The camp has been designated as the Minidoka National Historic Site. It reminds us of a grave racial injustice brought about by hysteria whipped up by irresponsible news outlets and pandering politicians. President Franklin Roosevelt issued the order to incarcerate our fellow Americans. Former Idaho Gov. Chase Clark applauded the move. It found strong support among the Idaho population.
An honor roll at the entry to the historical site lists the names of hundreds of young men from Minidoka who heroically served their country in the European theater of WWII, while their families were imprisoned at home. No instances of disloyalty ever surfaced among the incarcerated Japanese Americans. Yet, those who remained in Idaho after the closure of the camp in 1945 were subjected to ill treatment and racial slurs during the following decades.
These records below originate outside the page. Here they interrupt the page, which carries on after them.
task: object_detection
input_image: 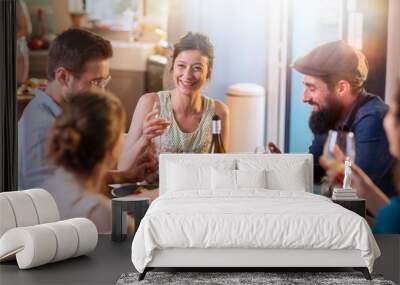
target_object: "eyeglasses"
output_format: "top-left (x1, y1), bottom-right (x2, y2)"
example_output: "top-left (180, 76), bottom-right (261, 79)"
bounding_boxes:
top-left (89, 75), bottom-right (111, 89)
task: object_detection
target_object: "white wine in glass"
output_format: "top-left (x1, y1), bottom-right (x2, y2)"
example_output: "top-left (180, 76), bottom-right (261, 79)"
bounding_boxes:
top-left (323, 130), bottom-right (356, 169)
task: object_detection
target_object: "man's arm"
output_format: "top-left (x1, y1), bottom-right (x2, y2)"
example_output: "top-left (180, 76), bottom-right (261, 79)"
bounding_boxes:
top-left (308, 134), bottom-right (327, 184)
top-left (354, 113), bottom-right (395, 196)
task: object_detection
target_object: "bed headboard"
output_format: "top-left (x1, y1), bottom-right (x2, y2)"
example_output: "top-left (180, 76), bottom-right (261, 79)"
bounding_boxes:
top-left (159, 153), bottom-right (313, 195)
A number of Minidoka survivors, their children and human rights supporters gathered at the June 13 ceremony to recognize this historic wrong and dedicate themselves to preventing anything like it from being perpetrated against any future group of fellow Americans.
This was not an isolated instance of racial injustice in the history of Idaho. Our history is replete with wrongs committed against racial and ethnic minorities, starting with Native Americans and continuing with Chinese miners, African Americans and Latinos. I learned of the Battle of Bear River in grade school back in the early 1950s, only to learn many years later that it was not a fierce battle between the U.S. Army and Shoshone warriors in 1863, but a deplorable massacre of men, women and children. It is called the worst slaughter of Native Americans in U.S. history.
Nor were we taught of the massacre of 34 Chinese miners in Hells Canyon in 1887, a crime for which nobody was ever held to account. The 1870 census disclosed that 28.5% of Idaho’s population was Chinese. No wonder that it is only around 1% today.
And, these are not problems confined to the distant past. The Ku Klux Klan was strong in Idaho in the 1920s and white supremacists were on the rise in Kootenai County in the early 1980s. After having practically eliminated them by the early 1990s, they have come back in force in recent years, thanks in part to an influx of extremists flowing to Idaho from progressive states in search of a white “redoubt.”
It is essential that Idahoans be made aware of our racial history to understand that we are not above committing wrongs against vulnerable minority groups. Recognizing our faults is not designed to make anyone feel bad, but to acknowledge our mistakes so we don’t repeat them. Let’s not have any more Minidoka camps or other such affronts to human rights.
The regrettable fact is that racism never really dies. Each time enlightened leaders manage to rally our citizens to beat it back, it merely lurks under the surface, awaiting another charismatic demagogue who will fan the flames of hatred for personal gain.